That is great to hear!!!
I need to try and get you young ones ( you and Kelkel) to go onstage again!!


Sent from my iPhone using Tapatalk

----------


## BG

> That is great to hear!!!
> I need to try and get you young ones ( you and Kelkel) to go onstage again!!
> 
> 
> Sent from my iPhone using Tapatalk


No gear for me, I cant and wont lose anymore hair  :Smilie:

----------


## charger69

> No gear for me, I cant and wont lose anymore hair


Hair is overrated!
You still have it in you young man!!

Sent from my iPhone using Tapatalk

----------


## ghettoboyd

I'm very glad things are working out for you and your feeling good BG it takes a lot of courage/balls to do what you did so kudos to you and the Mrs...I am finding myself at a crossroads with the gym as of late too...im still going 4 x a week but the fire just isn't there anymore and the pain is beginning to be too much...maybe that's what I need is a month off...im also only mountain biking half as much as I have been over the last 10 yrs so that concerns me as well...life is good but something is off with me and I cant figure it out... anyways, im off to the gym after a week off from it and I do feel better but im thinking i don't give myself enough time off...I hope that's all it is...

----------


## Capebuffalo

Get er done BG!!!!

----------


## BG

> I'm very glad things are working out for you and your feeling good BG it takes a lot of courage/balls to do what you did so kudos to you and the Mrs...I am finding myself at a crossroads with the gym as of late too...im still going 4 x a week but the fire just isn't there anymore and the pain is beginning to be too much...maybe that's what I need is a month off...im also only mountain biking half as much as I have been over the last 10 yrs so that concerns me as well...life is good but something is off with me and I cant figure it out... anyways, im off to the gym after a week off from it and I do feel better but im thinking i don't give myself enough time off...I hope that's all it is...


I would have never believed the time off would make have the desire again and I really do. I actually look forward to going in the next time and just doing things differently, I think thats the key. It like we are programmed after a while, we cant help but do what we are accustomed to and I think thats why we cant get over our injuries. I got in there and started to go back to the basics, but everyday I pound it in my head im in there for different reason this time, to be in shape and healthy.

Dont be afraid to take some time off, just like Kel said to me today that time off refreshes our body's physically and mentally......some times our minds need a break from things.

----------


## BG

Well I was sore a little, but my hams tightened up like guitar strings along with being tired all day and couldn't eat enough. Got through it, brain wasn't working well, my boss noticed but no biggie...........not bad for starting fresh.

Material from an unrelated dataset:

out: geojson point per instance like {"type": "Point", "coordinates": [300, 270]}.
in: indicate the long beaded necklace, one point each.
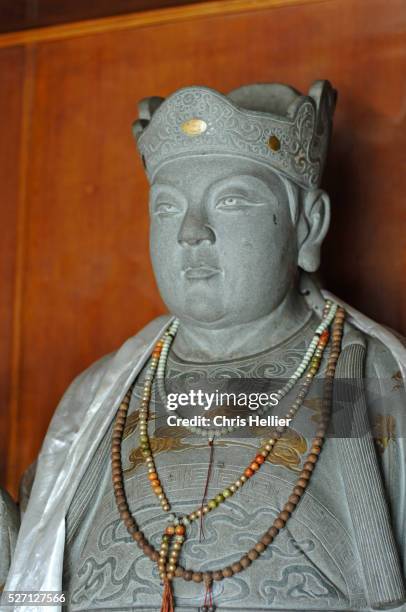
{"type": "Point", "coordinates": [327, 318]}
{"type": "Point", "coordinates": [174, 534]}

Made it in Tuesday, I stretched out all day so I felt pretty good when I got in there, hit some light back, went well. My wife finally worked so trying to get used to the new schedule, we ate late last night and I stuffed myself with pasta and ground turkey.......now its 3:30 am and I cant sleep, I need to put more thought into this issue.

Stretching

Cardio 1mile under 8 minutes elliptical

Abs

Back

Med grip bent D-ring cable rows
Close grip cable rows
Med bent D-ring leaning back pull downs
Wide grip D-ring pull downs
Burnt out with pull ups

Stretched

My right arm was throbbing when I woke up during sleep, might have something to do with my pillows but Im feeling it right now as I type, sucks. But on a positive note I went on an interview for a new job and I think it went well and it has very good healthcare so maybe I can get a tune up soon  :Wink:  Get some well needed work done.

----------


## charger69

> Well I was sore a little, but my hams tightened up like guitar strings along with being tired all day and couldn't eat enough. Got through it, brain wasn't working well, my boss noticed but no biggie...........not bad for starting fresh.
> 
> Made it in Tuesday, I stretched out all day so I felt pretty good when I got in there, hit some light back, went well. My wife finally worked so trying to get used to the new schedule, we ate late last night and I stuffed myself with pasta and ground turkey.......now its 3:30 am and I cant sleep, I need to put more thought into this issue.
> 
> Stretching
> 
> Cardio 1mile under 8 minutes elliptical
> 
> Abs
> ...


Good luck with the new job prospect.


Sent from my iPhone using Tapatalk

----------


## kelkel

BG I didn't tell you anything you did not already know. Sometimes we just need to hear things from someone else.
Now it's my turn to take a break. To many little injuries to work around right now like we discussed via pm.

----------


## BG

> BG I didn't tell you anything you did not already know. Sometimes we just need to hear things from someone else.
> Now it's my turn to take a break. To many little injuries to work around right now like we discussed via pm.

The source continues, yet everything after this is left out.